Get Human Feedback from Reddit.

3 minute read


Rewards From Reddit

I am using to test whether human feedback from the environment is a suitable reward signal for reinforcement learning. In the case of Reddit, the reinforcement learning setup is the following. The state is the writing prompt, the action is the response to the prompt, and the reward is the karma of the response. So far, I have focused on behavior cloning before doing reinforcement learning. In particular, I have fine-tuned gpt-xl with 1.5 billion parameters on 10 MB of Reddit prompt and response pairs.

An Example Task


[WP] you arrive home late one night from work, only to find that your home has become a museum honoring you. It looks as if someone went to great lengths to decorate it to look like you lived there.

Generated Response:

“I’m crazy,” I say, “You shouldn’t have made me look like the antiques dealer.”“Well, I suppose that’s the way things are,” she shrugs. “But no,” she says, “we aren’t crazy here. We’re just here, to honour you.” I want to argue with her, but I can’t, not when her voice breaks me. I want to tell her everything, but the truth is I only have so much time.“I was there when the whole thing happened. It’s weird; I know this house has special powers. Like there’s magic in it. And that’s what makes us so special. I can see what will happen if I choose right.”I don’t even know how I chose, or why I chose to not save her. Maybe it was by chance or fate, but I can no longer save her. I can’t undo the choices that I made, even if I wanted to. So I stand there, in my tiny room, surrounded only by the cold walls and the blank canvas that is my bathroom. The light is soft, almost ghostly at night. The smell of the soap makes me shiver, even now. The clock ticks. My thoughts turn. I wonder if the others are gone. I wonder if this is some elaborate prank, because I feel so helpless. I don’t know how I know this house has powers, but maybe it should have taught me something, by now. Then maybe this world wouldn’t have been so hard for me, and everyone else. I try to remember. I just can’t. “You’re crazy,” she says, and her tone is soft now. My whole body is shaking, and it takes my breath away. “I knew one day you’d say that to me.”I’m silent. I haven’t said anything. I’m not even sure what I’m doing.
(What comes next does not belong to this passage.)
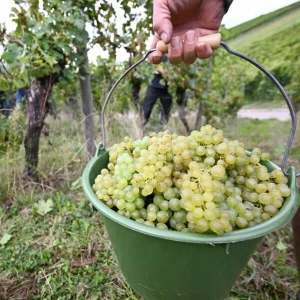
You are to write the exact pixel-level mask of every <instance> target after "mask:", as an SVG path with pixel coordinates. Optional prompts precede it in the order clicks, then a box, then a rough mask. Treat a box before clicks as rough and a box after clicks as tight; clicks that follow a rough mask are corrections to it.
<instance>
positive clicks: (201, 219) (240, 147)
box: [92, 125, 291, 235]
mask: <svg viewBox="0 0 300 300" xmlns="http://www.w3.org/2000/svg"><path fill="white" fill-rule="evenodd" d="M269 159H270V155H269V154H268V153H265V152H262V151H261V150H260V149H258V148H255V149H253V150H252V152H251V153H250V155H249V156H247V154H246V151H245V145H244V144H243V143H241V142H239V141H237V140H232V141H231V140H228V139H226V138H224V135H223V132H222V131H221V130H217V129H216V128H214V127H212V126H211V125H206V126H202V127H201V128H200V130H199V131H196V130H195V131H193V132H192V133H191V134H190V135H189V136H188V137H185V136H179V135H176V134H170V133H168V132H160V133H152V134H151V135H150V136H145V137H143V138H142V139H140V140H136V141H133V140H132V139H130V138H128V137H126V138H124V140H123V141H122V142H121V143H120V144H114V145H113V146H112V147H111V148H110V150H109V162H108V164H107V168H103V169H102V170H101V171H100V174H99V175H98V176H97V177H96V179H95V182H94V184H93V185H92V189H93V191H94V192H95V195H96V196H97V198H98V199H99V201H102V202H103V203H105V205H107V206H108V207H110V208H112V209H114V210H115V211H117V212H118V213H119V214H121V215H123V216H125V217H126V218H130V219H132V220H135V221H136V222H138V223H142V224H145V225H148V226H152V227H156V228H159V229H164V230H168V229H170V230H176V231H182V232H192V233H198V234H199V233H206V232H210V233H215V234H217V235H222V234H224V233H227V232H231V231H233V230H239V229H243V228H247V227H253V226H257V224H260V223H262V222H265V221H267V220H269V219H270V218H272V217H273V216H275V215H276V214H277V213H278V212H279V210H280V208H281V207H282V205H283V203H284V201H285V198H286V197H289V196H290V194H291V191H290V189H289V187H288V185H287V183H288V178H287V177H286V176H285V174H284V173H283V171H282V170H280V169H278V170H277V169H276V170H273V171H271V172H269V171H268V169H267V168H266V167H265V166H263V165H262V164H260V161H266V160H269Z"/></svg>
Most of the effort so far has been in scaling my infrastructure. In particular, the Deepspeed library has been necessary to enable moving from the 117 million parameter model that I was prototyping on to the full 1.5 billion parameter model. Without the Deepspeed memory optimizations, the A100 GPUs I am using for training would not have had sufficient memory to hold the model. In particular, mixed-precision training, activation checkpointing, and gradient checkpointing have been critical for reducing memory usage.

My next steps are to experiment with learning rate schedules and to do further data preprocessing so that none of the prompt-completion pairs get truncated by the transformer block.